Moving from one room to another, and forgetting the purpose, bothers me not in the least because it is a brief lapse of memory which doesn’t get any worse in my experience and is common after the age of forty. I have noticed an increase in incidence, however. My solution is to return to my starting point and retrace my mental steps, to kick-start the memory. This can result in a somewhat circular movement (our house is small), and Mary Kate finds it a great source of amusement. She giggles: ‘You’re going in circles, Mum.’ Sometimes I do a little pirouette for her, to display my nonchalance at such a minor lapse of cogent thought.

Sagging never really bothered me, and clever use of clothes conceals my form moving south. Comfort is my priority and the less constrictive clothing is, the more relaxed I am. Fashion trends have no power over me. My GP has been of great assistance with my arthritis, high blood pressure, etc. and I have modern up-to-date pharmaceutical assistance. Visit your doctor early and often.

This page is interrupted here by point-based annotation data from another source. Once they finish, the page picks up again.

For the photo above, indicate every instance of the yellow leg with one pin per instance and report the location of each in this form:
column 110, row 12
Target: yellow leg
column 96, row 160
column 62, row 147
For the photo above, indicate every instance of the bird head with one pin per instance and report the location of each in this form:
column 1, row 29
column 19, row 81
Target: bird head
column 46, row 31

Two lesser-known phenomena of the ageing process continue to confound me, as I am aware of no medical reason for them. One’s nose gets slightly longer! Considering myself to be a truthful person (at times to my own detriment), this elongation cannot be evidence of the warning Pinocchio received about telling lies, unless little white lies count (there I do plead guilty). As a teenager with hormonal angst about my looks, my nose was my least favourite feature, and because it occupies such a prominent facial position my dissatisfaction with it had a lingering effect. I found it quite insulting to hear on an Oprah show that this elongation is part of the ageing process. Is no part of my anatomy safe?

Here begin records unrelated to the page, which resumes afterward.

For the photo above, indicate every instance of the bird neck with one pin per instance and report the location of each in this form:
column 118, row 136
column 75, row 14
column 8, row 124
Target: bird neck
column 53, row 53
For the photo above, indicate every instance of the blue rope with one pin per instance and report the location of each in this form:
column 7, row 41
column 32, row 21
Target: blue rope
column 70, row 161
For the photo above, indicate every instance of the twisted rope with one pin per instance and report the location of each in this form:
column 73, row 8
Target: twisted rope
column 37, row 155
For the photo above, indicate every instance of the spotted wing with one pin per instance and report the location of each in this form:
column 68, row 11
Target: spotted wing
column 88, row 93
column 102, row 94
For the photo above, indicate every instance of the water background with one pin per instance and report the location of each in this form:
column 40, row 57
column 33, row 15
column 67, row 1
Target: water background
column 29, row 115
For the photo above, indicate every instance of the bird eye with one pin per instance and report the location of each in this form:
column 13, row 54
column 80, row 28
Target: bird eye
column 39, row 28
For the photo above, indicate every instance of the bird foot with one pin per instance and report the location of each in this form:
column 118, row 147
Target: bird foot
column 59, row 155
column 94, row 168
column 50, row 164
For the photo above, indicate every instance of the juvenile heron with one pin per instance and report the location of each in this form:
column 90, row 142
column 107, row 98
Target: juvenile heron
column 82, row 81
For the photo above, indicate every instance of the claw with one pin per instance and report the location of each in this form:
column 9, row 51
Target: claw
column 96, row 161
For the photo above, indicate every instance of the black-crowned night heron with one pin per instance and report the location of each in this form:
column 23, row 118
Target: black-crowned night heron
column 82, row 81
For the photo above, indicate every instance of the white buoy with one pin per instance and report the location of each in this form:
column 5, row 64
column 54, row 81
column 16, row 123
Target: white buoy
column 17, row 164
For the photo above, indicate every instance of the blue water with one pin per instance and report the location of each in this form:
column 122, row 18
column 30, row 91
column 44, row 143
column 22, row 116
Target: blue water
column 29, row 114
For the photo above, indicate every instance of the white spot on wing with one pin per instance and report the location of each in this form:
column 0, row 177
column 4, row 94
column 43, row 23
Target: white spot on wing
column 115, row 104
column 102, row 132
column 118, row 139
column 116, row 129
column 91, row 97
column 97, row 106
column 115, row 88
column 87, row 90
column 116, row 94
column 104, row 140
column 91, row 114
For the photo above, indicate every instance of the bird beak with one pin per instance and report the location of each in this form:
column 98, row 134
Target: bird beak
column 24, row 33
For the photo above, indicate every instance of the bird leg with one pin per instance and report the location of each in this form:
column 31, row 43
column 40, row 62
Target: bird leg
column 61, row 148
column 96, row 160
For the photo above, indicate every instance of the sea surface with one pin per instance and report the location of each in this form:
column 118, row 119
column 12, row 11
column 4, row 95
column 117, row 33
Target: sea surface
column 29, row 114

The most puzzling phenomenon of all, however, is what happens to your ears. I can’t understand why everyone isn’t talking about it–especially women who wear earrings. (It occurs equally in men, but perhaps they are too busy trimming the little protruding clumps of hair to notice.) What happens is this: the earlobe increases noticeably in size, much more so than even the nose! The cartilage above the lobe seems to divide gradually and painlessly, allowing the soft tissue below to expand! Whatever for, you might ask? I haven’t a clue, but I can tell you I never wore earrings because of my small neat earlobes. Now, not only could I wear earrings, but brooches, badges, corsages, if I wished! Soon I will be able to tie my earlobes in a bow beneath my double chin to hide my ‘waddle’. Aren’t I just too adorable for words?

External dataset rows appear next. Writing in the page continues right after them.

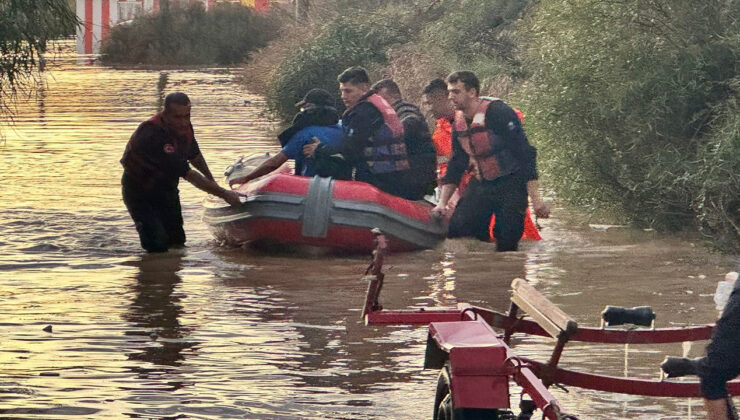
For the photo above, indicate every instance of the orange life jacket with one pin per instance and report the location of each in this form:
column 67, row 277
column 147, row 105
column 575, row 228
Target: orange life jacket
column 387, row 149
column 489, row 156
column 442, row 138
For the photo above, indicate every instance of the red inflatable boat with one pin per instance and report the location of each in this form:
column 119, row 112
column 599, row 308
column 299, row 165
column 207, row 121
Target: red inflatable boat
column 286, row 209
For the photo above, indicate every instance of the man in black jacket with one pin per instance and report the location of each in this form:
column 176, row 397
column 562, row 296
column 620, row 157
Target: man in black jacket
column 723, row 357
column 157, row 155
column 422, row 155
column 488, row 136
column 373, row 136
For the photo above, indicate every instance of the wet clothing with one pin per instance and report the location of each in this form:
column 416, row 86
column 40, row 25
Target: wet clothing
column 420, row 149
column 328, row 136
column 154, row 160
column 506, row 195
column 362, row 125
column 320, row 122
column 723, row 352
column 156, row 214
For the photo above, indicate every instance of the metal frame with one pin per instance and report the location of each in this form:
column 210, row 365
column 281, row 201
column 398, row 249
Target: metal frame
column 533, row 376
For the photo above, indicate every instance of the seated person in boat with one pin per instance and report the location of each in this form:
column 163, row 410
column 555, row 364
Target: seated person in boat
column 419, row 146
column 723, row 358
column 157, row 155
column 373, row 136
column 317, row 120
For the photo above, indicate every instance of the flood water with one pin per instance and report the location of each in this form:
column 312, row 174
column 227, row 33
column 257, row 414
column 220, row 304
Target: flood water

You should see my feet. No wrinkles, blemishes, stretch-marks or any evidence of their unstinting devotion to my ramblings. They have never visited a podiatrist, but were absolutely thrilled with my visit to a reflexologist. The least appreciated of our bodily parts, feet are unrelenting in their commitment to getting one from A to B. I wisely resisted fashionable high-heeled shoes, pointed toes and other malicious designs, and my feet have asked only for comfortable shoes. They seem to have an instinct about price and quality, pointing me towards the expensive shoe displays. I indulge them, whenever the budget permits.

If my age were judged by my feet, people would surely say: ‘Oh, she must be in her thirties.’ But if my hands were judged, my peer group might be septuagenarians. It’s just not fair … my poor little hands perform countless tasks, morning till evening, and the results of their work are evident. Naked and worse-for-wear, I am forever indebted to them. I wonder will white gloves ever come back into fashion?

Ageing is undeniable and an affront to the ego because it has become a number that defines us, and I refuse to be defined by a number. So, how do I see myself at the beginning of the new millennium? Well, I’m not young and I’m not old. Middle age is becoming part of my past. Maybe I have finally become ‘a little old lady’. I can live with that. I’m a lady who is a little old!